256. As a principle in Japan, founders (local municipalities in the case of public elementary and lower secondary schools) manage their schools and provide necessary funds. However, to ensure equal opportunities in compulsory education and to maintain and improve the national level of such education, the Government also shares the costs required to improve educational facilities as one of the fundamental conditions of education.
Specifically, school buildings and gymnasiums have been improved, ensuring educational facilities nationwide for students who are guaranteed a compulsory education. Furthermore, it has encouraged the establishment and improvement of various types of school facilities with characteristics and features unique to each region, rather than uniform school facilities.
(Kindergartens, Compulsory Education)
257. See Paragraph 215-217 of the Initial Report of Japan.
See Paragraphs 171 and 172 of this report.
As of 1999, about 60% of five-year-old children entered kindergarten (pre-school education) (If nursery schools are included, about 95% of them went to either kindergarten or nursery school).
(Promotion of the development of secondary education)
258. Secondary education had been provided only at lower and upper
secondary schools by 1998.
To promote further diversification of secondary education and to realize more individual-oriented education, the integrated course (of lower and upper secondary education) was introduced in 1999, enabling students and their guardians to choose opportunities to learn under the 6-year integrated curricula and learning environment.
Lower secondary schools and the lower division of secondary education schools are meant to provide general secondary education to students aged 12 to 15, based on the fundamental knowledge learned at elementary schools and depending on their psychological and physical development level. Upper secondary schools and the upper division of secondary education schools are meant to provide general secondary education and special education. At lower secondary schools or the lower division of secondary education schools, elective subjects have been expanded under the newly revised Course of Study. Upper secondary schools and the upper division of secondary education schools may offer various courses to respond to various abilities, aptitudes, interests, and future plans and to maximize individuality growth, such as through the general education course, specialized education courses (e.g., agriculture, industry, commerce, and fisheries) and the comprehensive course in which students can select from both general and special courses. Under the new Course of Study, selection-oriented curricula have been formulated.
(Provision of Secondary Education)
259. In Japan, every child aged 12 to 15 has to attend a lower secondary
school or its equivalent, or secondary school. The School Education Law
provides that graduates from lower secondary school or its equivalent and
those who are recognized to have equal to, or higher scholastic ability
according to the Ministry of Education, Culture, Sports, Science and
Technology are eligible to enter upper secondary schools, regardless of sex,
race, nationality and any other factor.
The integrated secondary education school introduced in 1999 should be mostly established in the commuting range of an area. Approximately 500 schools will be established nationwide.

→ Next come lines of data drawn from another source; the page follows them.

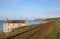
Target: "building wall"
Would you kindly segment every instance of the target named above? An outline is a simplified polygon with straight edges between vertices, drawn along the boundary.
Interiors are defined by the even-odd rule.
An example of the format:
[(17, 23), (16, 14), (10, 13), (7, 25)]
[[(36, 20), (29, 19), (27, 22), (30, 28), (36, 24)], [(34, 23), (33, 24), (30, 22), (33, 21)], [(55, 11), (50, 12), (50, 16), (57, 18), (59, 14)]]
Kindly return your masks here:
[(12, 31), (13, 28), (21, 27), (21, 26), (26, 26), (28, 25), (27, 23), (4, 23), (3, 24), (3, 32), (10, 32)]

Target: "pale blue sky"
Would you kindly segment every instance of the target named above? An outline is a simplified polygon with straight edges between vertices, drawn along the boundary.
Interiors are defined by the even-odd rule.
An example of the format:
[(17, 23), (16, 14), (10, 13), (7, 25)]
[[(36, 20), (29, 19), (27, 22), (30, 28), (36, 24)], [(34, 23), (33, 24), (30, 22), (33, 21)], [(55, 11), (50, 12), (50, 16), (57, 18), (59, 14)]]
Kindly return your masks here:
[(0, 0), (0, 19), (60, 17), (60, 0)]

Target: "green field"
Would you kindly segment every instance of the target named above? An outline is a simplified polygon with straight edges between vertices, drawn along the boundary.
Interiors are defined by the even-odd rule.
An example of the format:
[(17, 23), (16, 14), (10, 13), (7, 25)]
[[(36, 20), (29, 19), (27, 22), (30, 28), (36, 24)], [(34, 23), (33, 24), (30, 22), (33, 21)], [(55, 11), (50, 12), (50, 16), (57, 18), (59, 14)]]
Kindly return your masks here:
[(50, 18), (49, 23), (15, 28), (0, 39), (60, 39), (60, 18)]

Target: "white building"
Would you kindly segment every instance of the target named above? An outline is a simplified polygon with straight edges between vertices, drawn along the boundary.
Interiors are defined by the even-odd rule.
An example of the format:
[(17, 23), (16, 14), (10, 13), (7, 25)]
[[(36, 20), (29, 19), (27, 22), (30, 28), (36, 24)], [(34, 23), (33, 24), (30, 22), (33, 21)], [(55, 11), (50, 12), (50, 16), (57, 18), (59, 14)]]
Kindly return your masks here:
[(26, 25), (28, 25), (28, 22), (26, 20), (6, 20), (3, 24), (3, 32), (11, 32), (14, 28)]

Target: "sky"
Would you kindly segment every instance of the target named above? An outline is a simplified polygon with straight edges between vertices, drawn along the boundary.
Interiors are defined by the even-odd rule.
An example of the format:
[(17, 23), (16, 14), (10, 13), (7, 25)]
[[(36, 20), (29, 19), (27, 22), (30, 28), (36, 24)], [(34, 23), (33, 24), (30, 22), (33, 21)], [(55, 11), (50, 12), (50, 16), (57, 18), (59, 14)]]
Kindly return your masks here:
[(0, 19), (60, 17), (60, 0), (0, 0)]

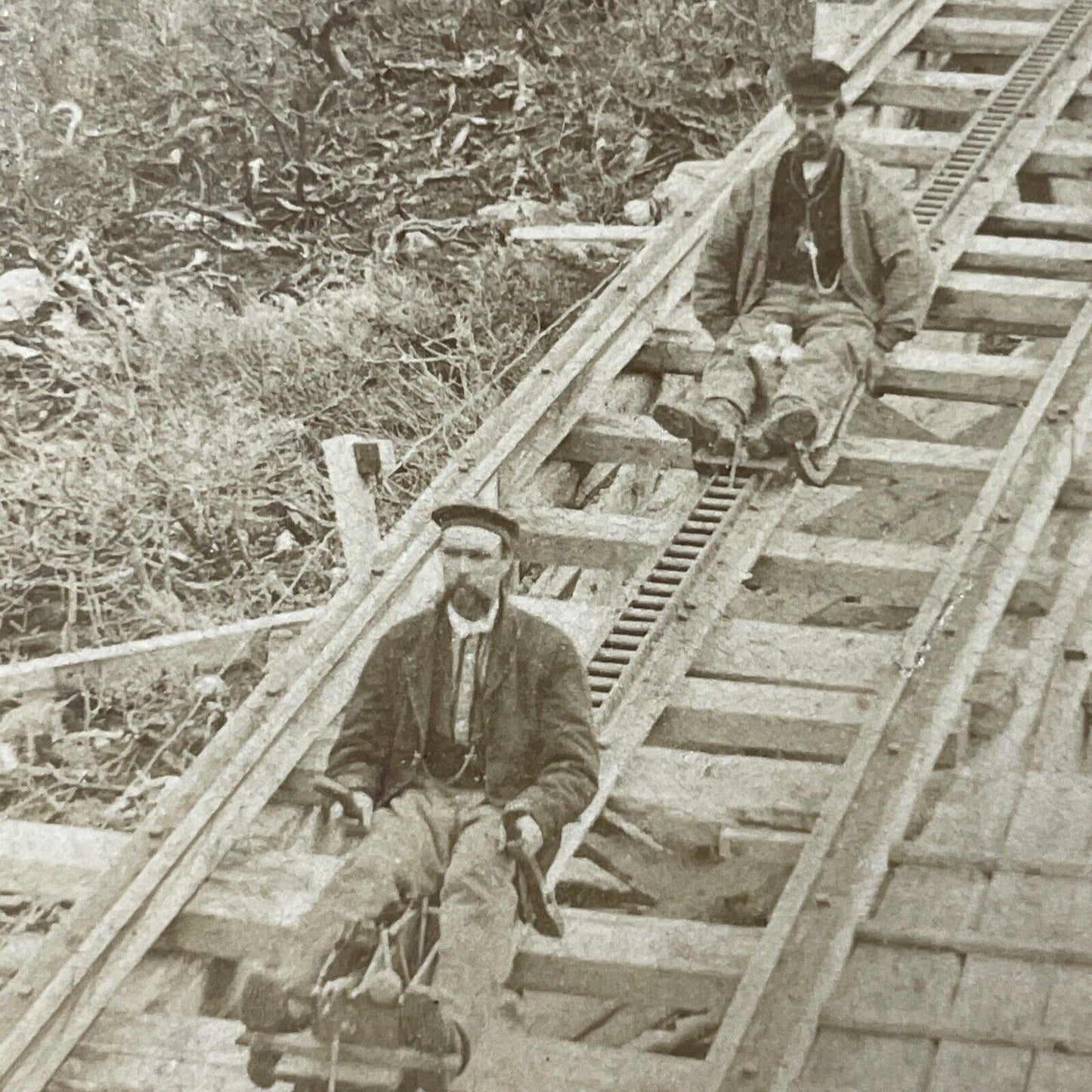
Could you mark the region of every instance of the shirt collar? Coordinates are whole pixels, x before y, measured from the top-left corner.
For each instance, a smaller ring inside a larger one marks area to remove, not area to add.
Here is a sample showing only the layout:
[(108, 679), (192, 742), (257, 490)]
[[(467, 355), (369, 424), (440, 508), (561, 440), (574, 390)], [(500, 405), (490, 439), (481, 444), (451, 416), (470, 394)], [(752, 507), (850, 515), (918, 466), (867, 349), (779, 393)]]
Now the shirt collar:
[(451, 622), (451, 632), (460, 641), (465, 641), (467, 637), (474, 633), (488, 633), (494, 624), (497, 621), (497, 612), (500, 609), (500, 598), (494, 600), (492, 606), (489, 608), (489, 613), (478, 618), (477, 621), (471, 621), (470, 618), (464, 618), (450, 603), (448, 604), (448, 621)]

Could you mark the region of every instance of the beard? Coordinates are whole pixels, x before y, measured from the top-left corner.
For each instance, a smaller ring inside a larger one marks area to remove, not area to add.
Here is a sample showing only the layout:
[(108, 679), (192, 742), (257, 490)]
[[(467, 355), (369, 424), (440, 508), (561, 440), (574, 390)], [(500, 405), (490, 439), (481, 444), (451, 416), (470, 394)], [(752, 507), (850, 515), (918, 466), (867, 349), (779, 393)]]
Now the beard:
[(444, 606), (451, 605), (458, 614), (461, 614), (467, 621), (477, 621), (484, 618), (492, 606), (492, 597), (485, 592), (461, 581), (453, 584), (443, 593)]
[(797, 142), (802, 158), (822, 159), (830, 151), (830, 142), (818, 133), (807, 133)]

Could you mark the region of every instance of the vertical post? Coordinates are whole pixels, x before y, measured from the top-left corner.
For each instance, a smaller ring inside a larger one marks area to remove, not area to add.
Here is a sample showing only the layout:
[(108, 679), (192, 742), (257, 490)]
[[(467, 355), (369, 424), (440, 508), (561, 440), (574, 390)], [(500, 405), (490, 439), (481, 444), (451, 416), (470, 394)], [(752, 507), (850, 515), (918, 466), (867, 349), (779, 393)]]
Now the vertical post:
[(373, 489), (394, 468), (390, 440), (334, 436), (322, 443), (349, 580), (366, 581), (379, 546)]

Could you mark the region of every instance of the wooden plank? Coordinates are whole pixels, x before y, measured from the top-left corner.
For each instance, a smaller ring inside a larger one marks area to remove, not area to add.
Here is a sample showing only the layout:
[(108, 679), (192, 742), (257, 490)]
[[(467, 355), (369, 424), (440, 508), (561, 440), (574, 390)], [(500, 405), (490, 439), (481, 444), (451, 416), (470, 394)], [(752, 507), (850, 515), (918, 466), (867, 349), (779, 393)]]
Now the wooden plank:
[(870, 106), (970, 112), (977, 110), (1004, 82), (1005, 76), (985, 72), (891, 71), (883, 73), (863, 98)]
[[(1088, 178), (1092, 168), (1092, 141), (1052, 132), (1037, 141), (1026, 157), (1023, 173), (1057, 178)], [(854, 133), (852, 146), (886, 167), (928, 170), (951, 155), (960, 134), (934, 129), (863, 128)]]
[[(1071, 221), (1069, 206), (1021, 207), (1056, 207), (1059, 223)], [(1073, 212), (1083, 210), (1073, 209)], [(1085, 215), (1092, 238), (1092, 212)], [(661, 331), (633, 358), (631, 367), (652, 375), (701, 376), (710, 356), (710, 351), (697, 347), (689, 335)], [(887, 354), (874, 375), (874, 384), (880, 394), (1019, 405), (1031, 397), (1045, 367), (1042, 361), (1029, 357), (939, 352), (921, 348), (916, 342), (911, 342)]]
[(209, 1017), (108, 1010), (58, 1073), (51, 1092), (252, 1092), (242, 1024)]
[(313, 622), (321, 607), (286, 610), (227, 626), (164, 633), (99, 649), (43, 656), (0, 666), (0, 699), (27, 701), (84, 685), (106, 685), (111, 678), (146, 673), (150, 680), (164, 672), (216, 670), (230, 663), (251, 641), (272, 631), (295, 634)]
[[(755, 567), (753, 579), (767, 587), (799, 581), (835, 595), (857, 595), (886, 606), (916, 608), (928, 594), (946, 556), (943, 548), (926, 543), (782, 531)], [(1048, 559), (1030, 565), (1012, 594), (1009, 612), (1046, 614), (1056, 570)]]
[[(782, 893), (710, 1051), (707, 1060), (717, 1073), (711, 1088), (735, 1087), (744, 1070), (756, 1090), (800, 1073), (821, 1005), (886, 874), (887, 847), (905, 830), (925, 776), (961, 715), (966, 689), (1068, 476), (1073, 432), (1082, 442), (1089, 429), (1087, 400), (1072, 431), (1040, 423), (1087, 394), (1090, 330), (1092, 307), (1059, 346), (907, 634), (907, 672), (885, 695), (875, 733), (862, 733), (841, 768), (820, 833)], [(1021, 514), (997, 522), (992, 517), (999, 508)], [(904, 692), (911, 672), (915, 686)]]
[(898, 652), (899, 638), (889, 633), (728, 618), (698, 651), (690, 674), (867, 693), (894, 669)]
[(926, 543), (781, 531), (755, 567), (753, 579), (764, 587), (800, 581), (834, 595), (868, 596), (889, 606), (916, 608), (945, 555), (941, 547)]
[(649, 743), (709, 753), (841, 762), (868, 707), (867, 695), (859, 692), (687, 678)]
[(1092, 209), (1081, 205), (1002, 202), (994, 207), (983, 230), (1004, 235), (1068, 236), (1092, 239)]
[(954, 19), (1005, 19), (1041, 22), (1049, 19), (1063, 0), (948, 0), (942, 11)]
[[(723, 185), (781, 147), (784, 108), (727, 157)], [(302, 756), (319, 726), (343, 708), (375, 639), (405, 608), (435, 549), (430, 514), (439, 499), (491, 492), (501, 499), (542, 462), (644, 341), (653, 314), (685, 292), (674, 276), (700, 247), (713, 216), (701, 194), (679, 233), (644, 248), (437, 476), (387, 536), (387, 571), (361, 598), (345, 590), (322, 626), (262, 685), (165, 793), (109, 882), (69, 916), (4, 994), (0, 1080), (8, 1092), (38, 1092), (140, 957), (215, 867)], [(684, 210), (685, 211), (685, 210)], [(151, 833), (151, 836), (149, 834)], [(157, 833), (158, 832), (158, 833)], [(170, 832), (164, 838), (162, 832)], [(94, 987), (94, 988), (92, 988)]]
[(670, 538), (673, 527), (646, 515), (571, 508), (519, 509), (519, 554), (541, 565), (579, 565), (632, 573)]
[(509, 985), (644, 1005), (714, 1010), (727, 1004), (757, 928), (566, 910), (561, 940), (524, 933)]
[(380, 541), (373, 489), (394, 468), (394, 446), (363, 436), (332, 436), (322, 441), (322, 455), (349, 578), (370, 580)]
[(1030, 357), (939, 353), (911, 343), (887, 355), (875, 382), (881, 393), (1021, 405), (1045, 370)]
[(574, 463), (646, 463), (689, 470), (690, 444), (665, 432), (651, 417), (584, 414), (551, 459)]
[[(246, 1048), (235, 1045), (241, 1032), (242, 1025), (230, 1020), (109, 1013), (60, 1076), (73, 1081), (68, 1092), (245, 1092), (253, 1084), (246, 1075)], [(491, 1029), (478, 1053), (483, 1064), (476, 1092), (508, 1092), (513, 1080), (526, 1080), (519, 1087), (543, 1092), (577, 1087), (589, 1092), (658, 1092), (689, 1087), (700, 1068), (689, 1058), (532, 1038), (502, 1029)]]
[(585, 1046), (500, 1030), (487, 1034), (478, 1058), (474, 1092), (664, 1092), (695, 1088), (702, 1072), (702, 1064), (693, 1058)]
[(933, 1044), (924, 1041), (821, 1029), (807, 1067), (792, 1088), (793, 1092), (877, 1092), (876, 1078), (882, 1073), (883, 1092), (921, 1092), (919, 1075), (931, 1059)]
[[(0, 821), (0, 888), (75, 899), (108, 874), (131, 835), (90, 827)], [(292, 942), (293, 930), (340, 867), (320, 854), (229, 859), (201, 886), (158, 943), (235, 960)]]
[[(73, 899), (109, 868), (128, 838), (4, 821), (0, 889)], [(290, 946), (300, 916), (340, 866), (337, 857), (282, 852), (230, 862), (202, 885), (158, 947), (234, 961)], [(565, 918), (561, 942), (524, 930), (512, 988), (597, 997), (656, 994), (698, 1009), (723, 1007), (757, 942), (756, 930), (735, 926), (580, 910), (567, 910)]]
[(847, 436), (831, 480), (864, 485), (883, 479), (891, 484), (937, 484), (951, 492), (975, 491), (996, 459), (997, 452), (988, 448)]
[(1038, 40), (1040, 23), (1022, 20), (940, 16), (929, 20), (912, 48), (937, 54), (999, 54), (1018, 56)]
[(913, 864), (926, 868), (974, 868), (984, 875), (1023, 873), (1056, 879), (1092, 881), (1092, 860), (1083, 857), (1034, 856), (1018, 857), (1007, 853), (976, 853), (947, 848), (923, 842), (900, 842), (892, 846), (891, 864)]
[(614, 806), (665, 844), (712, 844), (728, 822), (806, 830), (838, 774), (822, 762), (642, 747)]
[(997, 959), (1022, 960), (1029, 963), (1057, 963), (1092, 968), (1092, 946), (1090, 945), (1072, 945), (1064, 940), (1025, 941), (1013, 936), (988, 934), (976, 929), (952, 929), (949, 931), (899, 929), (863, 922), (857, 928), (857, 939), (864, 943), (921, 948), (934, 952), (993, 956)]
[[(869, 948), (868, 951), (878, 949)], [(913, 973), (913, 972), (910, 972)], [(1004, 999), (1004, 995), (1001, 998)], [(1069, 1029), (1054, 1028), (1049, 1024), (1033, 1028), (1013, 1026), (997, 1030), (988, 1023), (972, 1018), (939, 1018), (922, 1004), (916, 1018), (892, 1020), (867, 1016), (852, 1014), (841, 1006), (831, 1005), (823, 1010), (822, 1026), (857, 1035), (877, 1035), (883, 1038), (927, 1038), (942, 1040), (949, 1043), (966, 1043), (990, 1046), (1022, 1047), (1029, 1051), (1051, 1052), (1064, 1045), (1066, 1054), (1092, 1055), (1092, 1036), (1078, 1031), (1075, 1035)], [(949, 1085), (950, 1088), (951, 1085)], [(962, 1089), (962, 1085), (960, 1085)]]
[(978, 235), (963, 251), (957, 268), (1019, 276), (1090, 281), (1092, 242)]
[(1032, 1063), (1026, 1092), (1073, 1092), (1088, 1088), (1092, 1088), (1092, 1059), (1043, 1053)]
[(1088, 299), (1080, 281), (949, 273), (933, 296), (934, 330), (1065, 336)]

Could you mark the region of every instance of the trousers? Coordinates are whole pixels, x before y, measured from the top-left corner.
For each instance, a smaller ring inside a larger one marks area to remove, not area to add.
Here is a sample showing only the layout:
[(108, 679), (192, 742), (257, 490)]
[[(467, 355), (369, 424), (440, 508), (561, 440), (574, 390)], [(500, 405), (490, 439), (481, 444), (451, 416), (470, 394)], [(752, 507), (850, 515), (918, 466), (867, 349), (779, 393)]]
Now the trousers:
[[(758, 364), (748, 349), (764, 340), (771, 322), (792, 327), (803, 356), (787, 367)], [(876, 328), (841, 290), (821, 296), (810, 284), (772, 282), (717, 342), (705, 368), (701, 396), (726, 399), (750, 420), (776, 397), (800, 399), (819, 419), (819, 436), (832, 430), (858, 375), (876, 358)]]
[(429, 782), (372, 816), (272, 968), (306, 996), (346, 921), (375, 922), (384, 910), (439, 895), (440, 940), (432, 987), (473, 1043), (501, 999), (515, 959), (515, 866), (500, 848), (500, 808), (479, 790)]

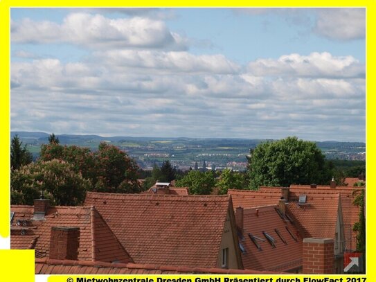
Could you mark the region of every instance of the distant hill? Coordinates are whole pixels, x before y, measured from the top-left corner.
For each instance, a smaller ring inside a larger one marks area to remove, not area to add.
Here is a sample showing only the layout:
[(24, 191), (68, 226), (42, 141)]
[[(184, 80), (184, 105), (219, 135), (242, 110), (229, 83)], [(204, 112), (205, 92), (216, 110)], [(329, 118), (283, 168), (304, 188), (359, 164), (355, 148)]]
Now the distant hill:
[[(35, 159), (37, 158), (40, 146), (48, 142), (49, 134), (45, 132), (11, 132), (10, 138), (18, 134), (28, 145)], [(141, 167), (150, 167), (170, 159), (181, 166), (191, 166), (195, 161), (206, 160), (217, 167), (229, 163), (244, 166), (249, 150), (261, 142), (272, 139), (244, 139), (231, 138), (161, 138), (110, 136), (99, 135), (55, 134), (62, 145), (76, 145), (96, 150), (100, 142), (118, 146), (134, 157)], [(366, 143), (326, 141), (316, 142), (328, 159), (343, 160), (366, 159)]]

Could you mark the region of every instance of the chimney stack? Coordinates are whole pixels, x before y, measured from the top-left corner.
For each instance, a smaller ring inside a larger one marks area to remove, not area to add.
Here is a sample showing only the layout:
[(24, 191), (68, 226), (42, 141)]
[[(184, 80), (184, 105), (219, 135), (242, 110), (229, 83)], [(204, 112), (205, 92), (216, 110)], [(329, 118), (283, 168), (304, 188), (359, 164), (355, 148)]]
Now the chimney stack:
[(286, 214), (286, 200), (285, 199), (280, 199), (278, 202), (278, 209), (280, 213), (285, 216)]
[(50, 258), (77, 260), (79, 238), (79, 227), (51, 227)]
[(34, 200), (34, 220), (42, 220), (47, 209), (50, 206), (50, 201), (46, 199), (36, 199)]
[(236, 211), (235, 211), (235, 224), (236, 224), (236, 228), (242, 237), (243, 236), (243, 217), (244, 209), (241, 206), (237, 207)]
[(336, 188), (336, 181), (334, 180), (334, 177), (332, 178), (332, 181), (330, 182), (330, 188), (335, 189)]
[(290, 188), (288, 187), (283, 187), (280, 190), (282, 192), (282, 197), (283, 197), (283, 199), (285, 199), (287, 202), (289, 202)]
[(303, 240), (303, 273), (334, 274), (334, 240), (306, 238)]

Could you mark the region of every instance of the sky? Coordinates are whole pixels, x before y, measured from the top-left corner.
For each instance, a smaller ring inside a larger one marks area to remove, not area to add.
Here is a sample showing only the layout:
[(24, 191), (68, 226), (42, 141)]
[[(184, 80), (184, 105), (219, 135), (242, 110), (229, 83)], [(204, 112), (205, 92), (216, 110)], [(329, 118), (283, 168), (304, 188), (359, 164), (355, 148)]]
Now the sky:
[(364, 8), (12, 8), (12, 131), (365, 141)]

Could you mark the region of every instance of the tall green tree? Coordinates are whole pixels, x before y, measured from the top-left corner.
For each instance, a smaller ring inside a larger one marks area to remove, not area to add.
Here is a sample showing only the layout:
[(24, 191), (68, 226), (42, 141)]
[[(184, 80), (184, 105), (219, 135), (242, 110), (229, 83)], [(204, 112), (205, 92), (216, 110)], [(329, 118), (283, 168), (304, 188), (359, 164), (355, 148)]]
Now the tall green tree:
[(325, 184), (333, 173), (316, 143), (296, 137), (260, 143), (251, 150), (248, 161), (249, 188), (253, 190), (260, 186)]
[(59, 137), (56, 137), (55, 136), (55, 134), (53, 133), (52, 133), (49, 136), (48, 136), (48, 143), (50, 144), (59, 144), (60, 143), (60, 141), (59, 141)]
[(54, 159), (69, 162), (76, 173), (82, 173), (84, 178), (90, 179), (93, 184), (96, 183), (94, 156), (89, 148), (74, 145), (63, 146), (55, 142), (42, 145), (39, 159), (51, 161)]
[[(357, 231), (357, 251), (363, 253), (366, 258), (366, 213), (365, 206), (365, 189), (355, 190), (353, 195), (355, 195), (354, 204), (359, 207), (359, 222), (354, 224), (353, 230)], [(366, 272), (366, 260), (363, 263), (362, 272)]]
[(177, 187), (188, 187), (190, 194), (208, 195), (215, 186), (216, 180), (211, 171), (190, 170), (176, 182)]
[(33, 161), (33, 155), (26, 148), (26, 146), (22, 146), (22, 142), (17, 134), (10, 141), (10, 168), (12, 170), (19, 169)]
[(245, 188), (245, 179), (243, 174), (232, 171), (226, 168), (224, 170), (217, 183), (220, 194), (227, 194), (229, 189), (244, 189)]
[(53, 204), (74, 206), (82, 203), (91, 182), (64, 161), (39, 161), (14, 170), (11, 175), (11, 203), (33, 204), (41, 193)]
[(75, 172), (90, 179), (91, 190), (111, 193), (139, 193), (137, 182), (138, 167), (128, 155), (117, 147), (101, 143), (92, 152), (88, 148), (61, 146), (53, 143), (43, 145), (40, 159), (57, 159), (72, 165)]
[[(101, 143), (94, 152), (96, 173), (101, 185), (96, 188), (99, 191), (113, 193), (141, 192), (137, 181), (138, 167), (134, 160), (113, 145)], [(118, 190), (122, 184), (121, 188)]]

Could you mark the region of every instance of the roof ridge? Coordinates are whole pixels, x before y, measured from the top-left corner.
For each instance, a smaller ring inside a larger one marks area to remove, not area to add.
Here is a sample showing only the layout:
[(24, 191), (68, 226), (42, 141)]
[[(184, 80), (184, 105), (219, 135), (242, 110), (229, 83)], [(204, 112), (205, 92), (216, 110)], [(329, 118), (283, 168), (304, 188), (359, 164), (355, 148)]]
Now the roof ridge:
[(226, 270), (223, 268), (205, 268), (205, 267), (190, 267), (186, 266), (140, 264), (140, 263), (111, 263), (102, 261), (72, 261), (72, 260), (56, 260), (48, 258), (35, 258), (35, 263), (46, 263), (48, 265), (82, 265), (92, 267), (104, 267), (114, 268), (128, 268), (128, 269), (143, 269), (150, 270), (175, 271), (181, 272), (203, 272), (203, 273), (222, 273), (222, 274), (283, 274), (285, 272), (273, 272), (267, 271), (258, 271), (252, 270)]
[(131, 261), (134, 261), (134, 260), (131, 257), (130, 254), (128, 253), (128, 252), (127, 252), (125, 247), (120, 242), (118, 237), (115, 235), (115, 233), (114, 233), (114, 231), (112, 231), (111, 227), (109, 226), (107, 221), (105, 220), (105, 219), (103, 218), (103, 217), (102, 216), (100, 213), (96, 209), (95, 206), (91, 206), (90, 208), (91, 208), (90, 209), (90, 221), (91, 221), (90, 224), (91, 224), (91, 238), (92, 238), (91, 247), (92, 247), (92, 258), (93, 258), (93, 260), (96, 261), (96, 226), (95, 226), (95, 224), (94, 224), (95, 214), (96, 213), (99, 216), (99, 218), (100, 218), (100, 220), (102, 221), (102, 222), (104, 223), (105, 225), (106, 226), (106, 227), (108, 229), (108, 230), (109, 231), (109, 232), (112, 235), (113, 238), (116, 240), (118, 244), (119, 244), (119, 245), (121, 247), (121, 248), (125, 252), (125, 254), (127, 254), (128, 257), (130, 258)]
[(100, 199), (108, 199), (110, 197), (111, 200), (121, 199), (121, 198), (135, 198), (134, 200), (145, 200), (145, 199), (150, 199), (150, 200), (222, 200), (227, 201), (230, 199), (231, 195), (171, 195), (171, 194), (150, 194), (150, 193), (140, 193), (140, 194), (127, 194), (127, 193), (100, 193), (100, 192), (87, 192), (87, 197), (88, 196), (92, 198)]

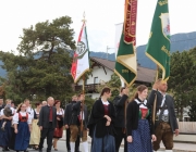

(Free secondary education, financial assistance, etc.)
260. Education at national and public lower secondary schools and the first half of the secondary schools are free of charge. In addition, Japan provides financial assistance for those who are unable to enter upper secondary school for economic reasons, through the Japan Scholarship Foundation, etc. whenever necessary. Japan is taking measures necessary to ensure equal opportunity for upper secondary education, and consequently, about 97% of eligible students entered upper secondary school in 1999.
(Opportunities to have higher education)
261. Graduates from upper secondary schools or those who are recognized to
have equal to them, or higher scholastic ability than the above-mentioned
students are eligible to enter universities, regardless of sex, race,
nationality and any other factor. In 1999, qualifications for the University
Entrance Qualification Examination have been made more flexible in order to
institutionally open up opportunities to enter university for non-Japanese s
tudents who are learning at schools for foreigners in Japan to enter
universities by publicly evaluating their individual scholastic ability. In
the same year, qualifications, to enter graduate schools have also been made
more flexible in order to open the road to graduate schools for those with
research abilities by focusing on individual abilities.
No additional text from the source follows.